A conquista do conhecimento da vida após a vida através do estudo da Doutrina e a grande oportunidade na participação nas atividades mediúnicas onde os irmãos desencarnados que pelos seus concelhos, pelos seus dramas, nos ensinam lições de incalculáveis valores de conhecimento fazendo um grande ato de caridade para conosco.

FR: Quais são os desafios mais imediatos a serem realizados?

R: A nível pessoal, a continuação do trabalho de aprefeiçoamento interior e o estudo contínuo da Doutrina para criar uma base sólida de conhecimento.

A nível de grupo de estudos o desafio imediato é manter uma programação de estudo e de trabalho para que o grupo de estudos possa crescer em qualidade em concordância com a codificação aplicando a lei dos tres “Ps”: Paciência, Prática e Perseverança para alcançar os objectivos propostos.

FR: Quais são os seus projetos para o futuro?

R: Um dos projetos para um futuro próximo é criar condições no nosso grupo para iniciar atividades de estudo em inglês da Doutrina Espiríta com segurança para que a mensagem tenha um alcance maior, com o devido cuidado que a Doutrina Espirita exige.

Hoje fazemos estudos em inglês quando alguém da língua inglesa está presente mas é uma necessidade de que todas as atividades sejam feitas na lngua do país.

FR: Prezado Luis, há alguma coisa ou assunto, que você gostaria de abordar e que deixei de perguntar?

R: Penso que as perguntas foram muito bem elaboradas abragendo um vasto campo de interesse informativo que tentei responder dentro do conhecimento que está ao meu alcançe.
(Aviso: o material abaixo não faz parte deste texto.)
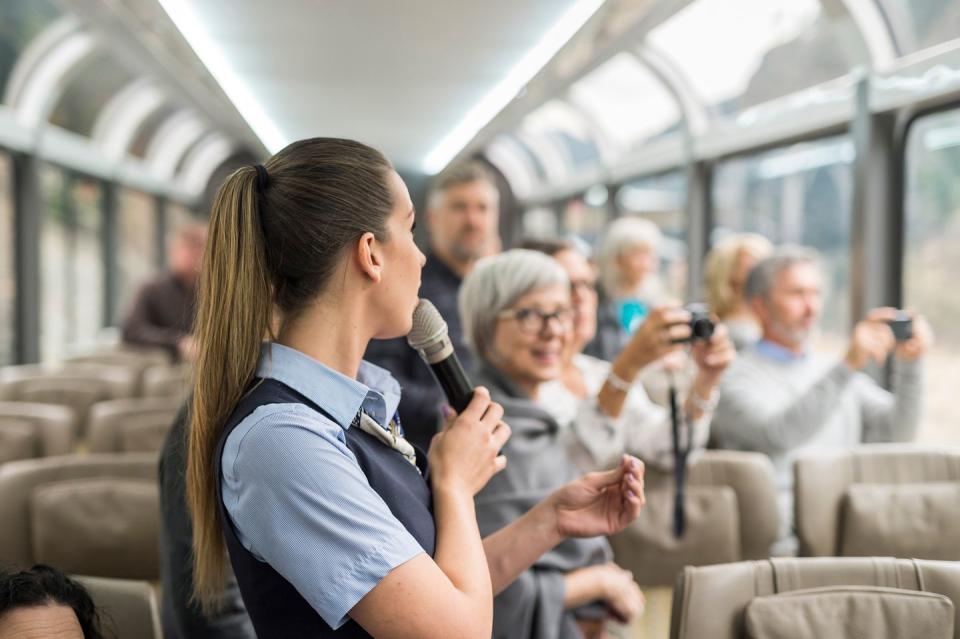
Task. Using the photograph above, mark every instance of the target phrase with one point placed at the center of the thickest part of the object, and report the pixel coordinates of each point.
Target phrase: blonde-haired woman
(728, 264)
(628, 263)
(297, 466)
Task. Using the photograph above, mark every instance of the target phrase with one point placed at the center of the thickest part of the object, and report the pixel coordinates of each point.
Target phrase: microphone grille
(428, 325)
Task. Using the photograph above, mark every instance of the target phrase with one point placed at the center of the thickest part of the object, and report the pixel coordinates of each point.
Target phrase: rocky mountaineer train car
(750, 211)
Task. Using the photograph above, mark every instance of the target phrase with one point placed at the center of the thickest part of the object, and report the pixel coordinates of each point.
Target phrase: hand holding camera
(884, 329)
(664, 331)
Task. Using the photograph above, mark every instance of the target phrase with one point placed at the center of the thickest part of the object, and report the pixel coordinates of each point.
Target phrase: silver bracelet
(706, 405)
(618, 382)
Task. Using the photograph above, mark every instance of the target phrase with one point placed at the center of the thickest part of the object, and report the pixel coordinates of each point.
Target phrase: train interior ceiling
(833, 124)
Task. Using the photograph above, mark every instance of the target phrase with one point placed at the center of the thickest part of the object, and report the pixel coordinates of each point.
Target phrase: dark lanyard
(680, 454)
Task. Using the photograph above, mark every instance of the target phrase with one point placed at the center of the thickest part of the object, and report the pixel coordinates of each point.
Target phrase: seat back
(714, 602)
(880, 499)
(127, 608)
(89, 514)
(77, 386)
(731, 514)
(167, 381)
(52, 427)
(131, 425)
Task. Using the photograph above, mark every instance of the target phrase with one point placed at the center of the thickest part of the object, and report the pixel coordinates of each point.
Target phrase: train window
(136, 243)
(20, 23)
(540, 222)
(86, 198)
(71, 263)
(662, 199)
(616, 94)
(566, 140)
(97, 79)
(516, 163)
(738, 54)
(7, 264)
(918, 25)
(802, 194)
(586, 216)
(177, 215)
(931, 261)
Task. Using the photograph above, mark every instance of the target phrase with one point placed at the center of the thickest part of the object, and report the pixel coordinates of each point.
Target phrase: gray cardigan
(538, 463)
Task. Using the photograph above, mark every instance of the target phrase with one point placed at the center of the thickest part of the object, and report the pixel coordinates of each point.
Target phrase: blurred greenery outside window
(7, 264)
(136, 245)
(801, 195)
(71, 263)
(662, 199)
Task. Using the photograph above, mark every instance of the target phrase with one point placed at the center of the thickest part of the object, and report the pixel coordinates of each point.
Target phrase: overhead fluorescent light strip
(233, 85)
(521, 73)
Estarei sempre à disposição.

FR: Estaremos sempre à disposição para colaborar na divulgação do que for necessário em prol do crescimento da doutrina espírita em Terras Australianas, fique à vontade para nos contatar sempre que desejar.

R: Agradeçemos a sua amabilidade e rogamos à Grande Luz que continue iluminando o seu trabalho de divulgação da Doutrina que abraçamos.
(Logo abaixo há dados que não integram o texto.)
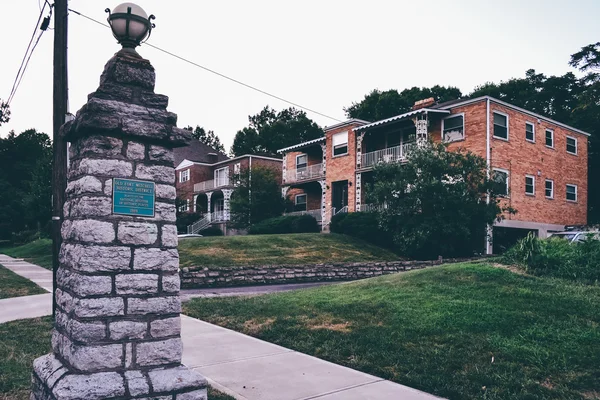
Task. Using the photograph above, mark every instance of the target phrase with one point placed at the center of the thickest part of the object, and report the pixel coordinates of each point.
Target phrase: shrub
(362, 225)
(285, 224)
(557, 258)
(211, 231)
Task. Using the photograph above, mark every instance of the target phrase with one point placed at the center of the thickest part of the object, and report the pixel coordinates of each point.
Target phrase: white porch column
(226, 209)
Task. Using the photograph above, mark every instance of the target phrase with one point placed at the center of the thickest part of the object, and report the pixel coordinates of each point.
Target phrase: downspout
(488, 247)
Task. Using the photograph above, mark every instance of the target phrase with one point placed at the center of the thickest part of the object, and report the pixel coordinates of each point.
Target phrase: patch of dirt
(254, 327)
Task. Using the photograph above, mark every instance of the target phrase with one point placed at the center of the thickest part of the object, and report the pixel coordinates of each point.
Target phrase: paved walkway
(38, 275)
(242, 366)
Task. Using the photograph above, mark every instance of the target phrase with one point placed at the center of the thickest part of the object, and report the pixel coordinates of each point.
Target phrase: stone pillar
(117, 330)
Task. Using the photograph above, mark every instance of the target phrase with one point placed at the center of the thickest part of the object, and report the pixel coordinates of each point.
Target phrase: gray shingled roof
(198, 152)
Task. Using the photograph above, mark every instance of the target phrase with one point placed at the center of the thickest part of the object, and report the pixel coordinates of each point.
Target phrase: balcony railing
(304, 173)
(391, 154)
(212, 184)
(315, 213)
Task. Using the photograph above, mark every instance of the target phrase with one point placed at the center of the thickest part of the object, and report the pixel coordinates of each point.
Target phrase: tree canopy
(270, 131)
(25, 182)
(379, 105)
(209, 138)
(435, 204)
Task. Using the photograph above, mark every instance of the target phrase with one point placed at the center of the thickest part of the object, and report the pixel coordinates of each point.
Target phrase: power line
(217, 73)
(17, 78)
Estaremos sempre ao seu dispor deste lado do mundo para o que for necessário.

FR: Para encerrar, gostaríamos que você deixasse registrada sua mensagem a toda família espírita brasileira, através do Francisco Rebouças - Espiritista.
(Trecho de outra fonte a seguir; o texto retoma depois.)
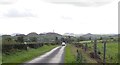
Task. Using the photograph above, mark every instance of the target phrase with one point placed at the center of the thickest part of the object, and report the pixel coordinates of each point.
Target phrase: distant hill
(43, 37)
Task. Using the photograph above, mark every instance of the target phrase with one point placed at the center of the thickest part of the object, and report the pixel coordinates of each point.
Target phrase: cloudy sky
(64, 16)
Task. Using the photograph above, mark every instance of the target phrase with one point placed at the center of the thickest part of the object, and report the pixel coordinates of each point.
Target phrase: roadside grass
(23, 56)
(69, 54)
(111, 51)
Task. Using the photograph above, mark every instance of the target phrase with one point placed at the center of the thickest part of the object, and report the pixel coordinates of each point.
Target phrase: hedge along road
(56, 55)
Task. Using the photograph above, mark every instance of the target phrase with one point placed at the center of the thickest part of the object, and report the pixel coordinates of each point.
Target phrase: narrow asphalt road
(56, 55)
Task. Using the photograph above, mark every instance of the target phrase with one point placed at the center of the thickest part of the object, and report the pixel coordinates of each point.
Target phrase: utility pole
(104, 55)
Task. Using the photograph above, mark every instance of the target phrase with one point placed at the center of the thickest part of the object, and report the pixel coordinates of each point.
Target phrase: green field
(111, 51)
(23, 56)
(70, 54)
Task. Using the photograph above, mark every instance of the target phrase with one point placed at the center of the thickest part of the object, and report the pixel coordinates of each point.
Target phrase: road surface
(56, 55)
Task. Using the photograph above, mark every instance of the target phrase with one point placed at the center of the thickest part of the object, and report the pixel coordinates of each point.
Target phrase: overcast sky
(64, 16)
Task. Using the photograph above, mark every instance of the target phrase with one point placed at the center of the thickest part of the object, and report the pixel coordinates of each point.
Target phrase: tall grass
(111, 51)
(22, 56)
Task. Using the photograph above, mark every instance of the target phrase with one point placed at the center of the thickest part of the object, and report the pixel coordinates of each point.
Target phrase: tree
(56, 40)
(20, 39)
(33, 39)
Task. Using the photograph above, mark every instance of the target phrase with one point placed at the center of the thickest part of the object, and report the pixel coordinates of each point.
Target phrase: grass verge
(23, 56)
(69, 54)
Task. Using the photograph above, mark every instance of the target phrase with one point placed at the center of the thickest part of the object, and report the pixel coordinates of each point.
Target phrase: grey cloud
(7, 1)
(84, 3)
(16, 13)
(66, 18)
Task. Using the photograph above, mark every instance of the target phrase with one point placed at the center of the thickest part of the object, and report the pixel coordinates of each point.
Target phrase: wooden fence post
(104, 54)
(86, 46)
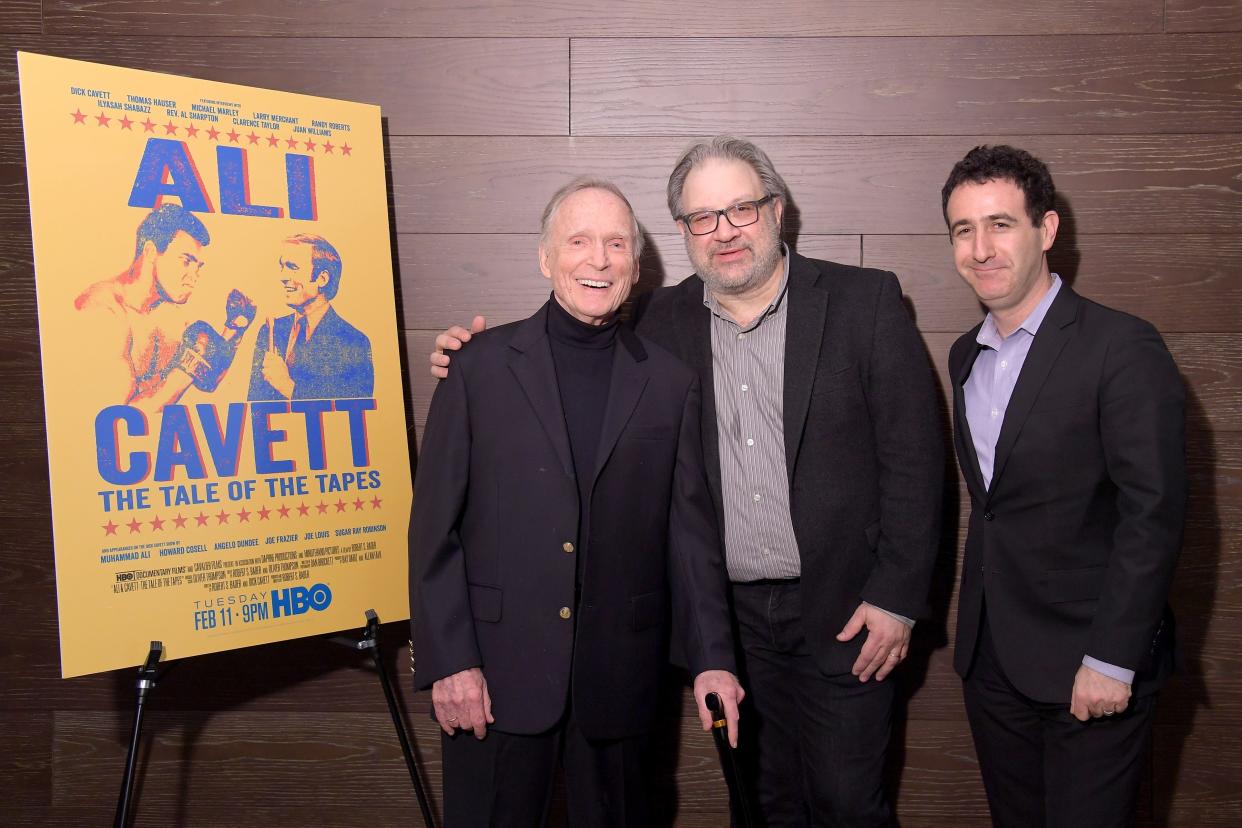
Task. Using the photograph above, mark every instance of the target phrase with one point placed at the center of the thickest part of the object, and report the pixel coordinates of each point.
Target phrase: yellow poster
(225, 417)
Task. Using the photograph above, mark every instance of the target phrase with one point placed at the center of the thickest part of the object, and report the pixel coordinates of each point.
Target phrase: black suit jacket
(862, 445)
(493, 536)
(1073, 544)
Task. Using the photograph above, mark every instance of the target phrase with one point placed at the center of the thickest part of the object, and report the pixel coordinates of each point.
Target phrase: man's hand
(1096, 695)
(725, 685)
(461, 700)
(451, 340)
(887, 642)
(277, 374)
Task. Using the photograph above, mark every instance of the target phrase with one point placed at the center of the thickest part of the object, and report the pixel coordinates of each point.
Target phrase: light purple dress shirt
(988, 392)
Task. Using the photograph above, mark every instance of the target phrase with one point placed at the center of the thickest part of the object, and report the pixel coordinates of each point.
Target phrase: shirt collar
(989, 337)
(714, 307)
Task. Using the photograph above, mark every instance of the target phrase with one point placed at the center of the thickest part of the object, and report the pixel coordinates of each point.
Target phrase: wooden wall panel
(1178, 283)
(426, 87)
(21, 16)
(1202, 15)
(1113, 184)
(586, 19)
(928, 86)
(863, 104)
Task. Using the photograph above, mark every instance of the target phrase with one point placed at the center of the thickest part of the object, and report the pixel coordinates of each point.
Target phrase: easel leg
(370, 642)
(147, 674)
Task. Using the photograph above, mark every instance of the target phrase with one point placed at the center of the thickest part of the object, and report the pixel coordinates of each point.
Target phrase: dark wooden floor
(863, 104)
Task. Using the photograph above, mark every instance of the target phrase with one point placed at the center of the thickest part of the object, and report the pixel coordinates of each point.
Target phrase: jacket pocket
(485, 602)
(647, 610)
(1074, 585)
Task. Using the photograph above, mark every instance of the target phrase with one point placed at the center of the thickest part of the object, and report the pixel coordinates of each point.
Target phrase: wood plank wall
(863, 104)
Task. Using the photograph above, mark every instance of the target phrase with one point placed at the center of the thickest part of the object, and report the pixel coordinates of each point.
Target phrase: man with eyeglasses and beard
(825, 463)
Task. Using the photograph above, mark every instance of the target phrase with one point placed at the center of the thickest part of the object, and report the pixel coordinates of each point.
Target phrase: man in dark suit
(313, 353)
(562, 525)
(1069, 422)
(825, 466)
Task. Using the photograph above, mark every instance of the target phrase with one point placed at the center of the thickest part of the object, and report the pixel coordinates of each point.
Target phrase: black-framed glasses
(739, 215)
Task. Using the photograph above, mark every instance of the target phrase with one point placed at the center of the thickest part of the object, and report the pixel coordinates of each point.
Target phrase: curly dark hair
(1004, 163)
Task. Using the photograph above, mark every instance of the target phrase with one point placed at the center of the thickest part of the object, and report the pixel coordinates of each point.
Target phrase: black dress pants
(1041, 766)
(506, 780)
(816, 741)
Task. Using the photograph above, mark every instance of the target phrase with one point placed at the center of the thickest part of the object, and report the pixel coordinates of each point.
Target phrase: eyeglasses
(739, 215)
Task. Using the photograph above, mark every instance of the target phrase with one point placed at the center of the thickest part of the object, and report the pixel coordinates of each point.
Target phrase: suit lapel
(806, 309)
(625, 389)
(1053, 334)
(694, 335)
(960, 373)
(533, 368)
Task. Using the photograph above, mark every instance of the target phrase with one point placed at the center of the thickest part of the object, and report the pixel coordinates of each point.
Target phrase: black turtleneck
(583, 355)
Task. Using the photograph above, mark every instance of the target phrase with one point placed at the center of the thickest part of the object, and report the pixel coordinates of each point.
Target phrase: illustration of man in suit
(562, 526)
(825, 466)
(1069, 433)
(314, 354)
(138, 338)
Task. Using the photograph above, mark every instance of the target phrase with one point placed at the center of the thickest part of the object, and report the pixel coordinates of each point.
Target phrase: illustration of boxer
(138, 339)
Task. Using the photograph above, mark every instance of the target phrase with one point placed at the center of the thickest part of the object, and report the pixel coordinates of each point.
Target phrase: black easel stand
(145, 683)
(728, 761)
(370, 642)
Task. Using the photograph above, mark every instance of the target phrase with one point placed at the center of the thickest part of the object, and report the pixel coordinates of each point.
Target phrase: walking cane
(729, 762)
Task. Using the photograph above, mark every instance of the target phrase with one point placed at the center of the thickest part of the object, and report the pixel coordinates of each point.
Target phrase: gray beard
(756, 274)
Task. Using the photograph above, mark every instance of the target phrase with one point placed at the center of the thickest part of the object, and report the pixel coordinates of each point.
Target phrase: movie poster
(225, 418)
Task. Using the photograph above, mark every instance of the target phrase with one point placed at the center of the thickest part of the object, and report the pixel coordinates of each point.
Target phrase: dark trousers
(816, 741)
(1041, 766)
(506, 780)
R: Daqui deste lado do globo, gostaria de enviar as minhas cordiais saudações à grande família espírita no Brasil e dizer que essa família está crescendo pelo mundo à fora trabalhando na divulgação e propagação da Doutrina Espiríta para que a nossa família deixe de ser grande para ser Enorme.

Na Austrália as necessidades materias são mínimas mas existem necessidades espirituais e morais onde a Doutrina Espiríta pode ter papel preponderante de auxílio e esclarecimento transmitindo a palavra do Cristo e dos espirítos sem dogmas através da codificação kardequiana.

Estamos semeando para o futuro com amor e dedicação para que o Espirítismo seja uma realidade nesta terra e para isso aqui faço o meu apelo, para que incluam nas vossas orações e vibrações, todos os irmãos e irmãs do ideal espírita no exterior do Brasil, para que a força e a coragem não falte na realiazação do trabalho da divulgação da nossa Doutrina do Amor, da Paz e Fraternidade.

Saudações fraternas com muita Paz e Amor para todos.
Luis Anjos

FR: Em meu nome e de todos, agradeço ao querido amigo Luis Anjos, pela gentileza em nos atender para esta entrevista e ficamos a rogar a Jesus de Nazaré que o guarde em sua paz, hoje e sempre.